海洋プラスチックごみ問題・気候変動問題・諸外国の廃棄物輸入規制強化などへの対応を契機として、国内におけるプラスチック資源循環を一層促進する重要性が高まっています。
そこで政府は、プラスチック使用製品の設計から廃棄物処理に至るまでのライフサイクル全般で、あらゆる主体における包括的なプラスチック資源循環の取り組み「3R+Renewable」を促進する措置を講じました。
有料化などの具体的施策は今後省令などで定められます。

この法律が施行されることで、企業が基本方針に積極的に取り組むことが予想されます。

しかし、近年「SDGsウォッシュ」が増大していることもあり、みながこぞってプラスチック問題に取り組み、
その真意を無視して、化粧品業界でさらにウォッシュが増長しかねません。
この法律も守ることが目標になってしまい、本来のプラスチックを削減する根底がうやむやになってしまうことが危惧されます。
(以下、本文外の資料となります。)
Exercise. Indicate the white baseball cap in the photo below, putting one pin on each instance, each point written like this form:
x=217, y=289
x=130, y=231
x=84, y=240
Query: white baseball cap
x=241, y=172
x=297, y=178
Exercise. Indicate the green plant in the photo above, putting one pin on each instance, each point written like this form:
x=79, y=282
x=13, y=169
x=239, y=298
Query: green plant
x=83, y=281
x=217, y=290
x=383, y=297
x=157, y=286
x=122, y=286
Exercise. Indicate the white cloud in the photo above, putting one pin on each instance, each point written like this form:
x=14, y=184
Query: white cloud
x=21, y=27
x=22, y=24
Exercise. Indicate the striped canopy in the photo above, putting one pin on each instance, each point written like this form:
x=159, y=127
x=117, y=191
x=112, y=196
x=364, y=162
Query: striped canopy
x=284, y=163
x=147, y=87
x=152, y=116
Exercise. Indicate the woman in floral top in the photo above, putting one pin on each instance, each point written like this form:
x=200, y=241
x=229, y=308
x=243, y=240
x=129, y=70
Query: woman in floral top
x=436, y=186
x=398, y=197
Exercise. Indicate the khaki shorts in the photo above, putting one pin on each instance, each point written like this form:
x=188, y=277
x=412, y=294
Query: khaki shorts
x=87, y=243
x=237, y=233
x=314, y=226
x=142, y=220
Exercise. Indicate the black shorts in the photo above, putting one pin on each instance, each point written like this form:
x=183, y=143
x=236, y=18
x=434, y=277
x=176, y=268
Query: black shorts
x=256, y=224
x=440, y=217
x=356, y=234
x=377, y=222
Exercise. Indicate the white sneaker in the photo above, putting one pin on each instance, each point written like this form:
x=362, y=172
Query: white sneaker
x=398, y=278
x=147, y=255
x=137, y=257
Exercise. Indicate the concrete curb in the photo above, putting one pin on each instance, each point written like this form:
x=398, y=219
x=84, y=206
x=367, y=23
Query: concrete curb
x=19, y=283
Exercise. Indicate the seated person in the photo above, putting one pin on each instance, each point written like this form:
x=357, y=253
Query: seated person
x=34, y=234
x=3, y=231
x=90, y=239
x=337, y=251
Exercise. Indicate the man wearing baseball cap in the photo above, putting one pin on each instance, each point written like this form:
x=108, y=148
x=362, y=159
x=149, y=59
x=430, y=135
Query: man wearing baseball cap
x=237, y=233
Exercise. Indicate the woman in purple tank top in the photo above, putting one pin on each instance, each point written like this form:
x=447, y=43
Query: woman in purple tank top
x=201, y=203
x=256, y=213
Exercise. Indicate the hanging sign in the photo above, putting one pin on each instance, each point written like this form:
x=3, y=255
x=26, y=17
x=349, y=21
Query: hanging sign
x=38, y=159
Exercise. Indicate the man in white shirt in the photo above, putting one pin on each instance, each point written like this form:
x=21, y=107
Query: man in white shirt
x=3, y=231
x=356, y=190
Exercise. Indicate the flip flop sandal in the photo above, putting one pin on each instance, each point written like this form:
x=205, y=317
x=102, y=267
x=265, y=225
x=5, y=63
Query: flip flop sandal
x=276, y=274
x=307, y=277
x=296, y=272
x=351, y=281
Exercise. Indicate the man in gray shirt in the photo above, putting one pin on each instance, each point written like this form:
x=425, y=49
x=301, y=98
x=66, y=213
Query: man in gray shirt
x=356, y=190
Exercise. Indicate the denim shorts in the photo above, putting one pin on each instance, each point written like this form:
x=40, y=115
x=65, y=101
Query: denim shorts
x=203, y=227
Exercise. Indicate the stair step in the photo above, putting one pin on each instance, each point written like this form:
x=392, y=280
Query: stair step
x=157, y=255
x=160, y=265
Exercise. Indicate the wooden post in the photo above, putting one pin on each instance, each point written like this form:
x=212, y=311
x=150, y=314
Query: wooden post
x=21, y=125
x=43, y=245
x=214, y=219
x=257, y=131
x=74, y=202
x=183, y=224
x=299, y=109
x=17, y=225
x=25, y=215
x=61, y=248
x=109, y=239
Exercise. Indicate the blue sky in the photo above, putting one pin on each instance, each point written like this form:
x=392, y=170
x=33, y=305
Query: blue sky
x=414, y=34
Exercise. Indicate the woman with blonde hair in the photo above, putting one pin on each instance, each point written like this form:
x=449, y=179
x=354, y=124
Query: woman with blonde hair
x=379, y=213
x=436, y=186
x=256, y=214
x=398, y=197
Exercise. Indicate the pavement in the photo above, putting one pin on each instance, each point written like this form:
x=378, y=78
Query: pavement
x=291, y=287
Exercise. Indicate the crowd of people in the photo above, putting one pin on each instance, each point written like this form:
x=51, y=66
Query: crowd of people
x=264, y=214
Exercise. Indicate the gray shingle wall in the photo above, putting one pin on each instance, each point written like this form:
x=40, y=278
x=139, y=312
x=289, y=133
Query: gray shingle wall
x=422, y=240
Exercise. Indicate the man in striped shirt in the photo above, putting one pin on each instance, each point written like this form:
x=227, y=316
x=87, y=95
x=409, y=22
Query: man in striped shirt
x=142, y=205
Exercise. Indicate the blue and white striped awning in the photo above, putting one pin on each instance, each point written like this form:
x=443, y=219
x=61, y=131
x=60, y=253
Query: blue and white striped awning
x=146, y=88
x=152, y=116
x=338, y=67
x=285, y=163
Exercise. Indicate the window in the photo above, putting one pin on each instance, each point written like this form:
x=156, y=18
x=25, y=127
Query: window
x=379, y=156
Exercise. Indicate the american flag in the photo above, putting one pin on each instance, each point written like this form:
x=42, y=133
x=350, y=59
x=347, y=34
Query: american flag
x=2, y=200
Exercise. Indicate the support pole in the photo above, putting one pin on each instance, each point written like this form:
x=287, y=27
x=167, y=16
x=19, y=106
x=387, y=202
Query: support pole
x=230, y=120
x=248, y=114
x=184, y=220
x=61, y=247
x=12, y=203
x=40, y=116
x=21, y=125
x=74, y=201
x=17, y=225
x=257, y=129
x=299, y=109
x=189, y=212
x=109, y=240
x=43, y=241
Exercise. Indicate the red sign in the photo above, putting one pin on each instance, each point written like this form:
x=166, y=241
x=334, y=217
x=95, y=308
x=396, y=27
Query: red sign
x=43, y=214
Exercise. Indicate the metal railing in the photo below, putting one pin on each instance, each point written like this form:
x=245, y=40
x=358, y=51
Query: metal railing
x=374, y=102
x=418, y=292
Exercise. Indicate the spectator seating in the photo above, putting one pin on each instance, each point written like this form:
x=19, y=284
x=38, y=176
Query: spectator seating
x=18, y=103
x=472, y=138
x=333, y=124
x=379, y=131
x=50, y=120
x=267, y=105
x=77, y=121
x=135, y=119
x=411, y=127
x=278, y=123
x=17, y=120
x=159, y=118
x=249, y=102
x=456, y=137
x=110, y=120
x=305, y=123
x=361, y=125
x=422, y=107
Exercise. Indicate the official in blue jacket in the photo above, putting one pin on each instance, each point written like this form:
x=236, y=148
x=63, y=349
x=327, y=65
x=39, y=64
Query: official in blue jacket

プラスチック問題により絶滅危惧種の増加が起こることが懸念されます。これが、プラスチック問題の根源です。
私たちがプラスチックを削減する目的は、生物多様性を守るためです。
生物多様性のためにプラスチック削減に取り組みましょう。

ただ、さらに危惧されることがあります。
化粧品のみならず、いま各業界で脱プラ施策として、サトウキビなど植物由来のバイオマスプラスチックに変える企業が増えています。確かにバイオマスプラスチックは生分解性が高いので良いのですが、バイオマスプラスチックの容器をそのまま燃えるゴミとして捨てることや、単に土に埋める・いわゆるプラスチックではないから海に捨ててしまうなどは厳禁です!燃やせばCO2は出るし、バイオマスプラスチックは、専門の堆肥化施設に持っていかないと、土には戻りません!堆肥化施設についても、当団体では国内にあるのかどうかまだ調査しきれていません。(また、その土できちんとまた植物を育てることができるかということは、現段階ではどこも調査されていません)バイオマスプラスチックだって、海に流れれば、マイクロプラスチックになりえるんです。

こういった周辺情報の考察なしに、単にプラスチック問題、またこの法律に合わせて施策をすることは、考えなければなりません。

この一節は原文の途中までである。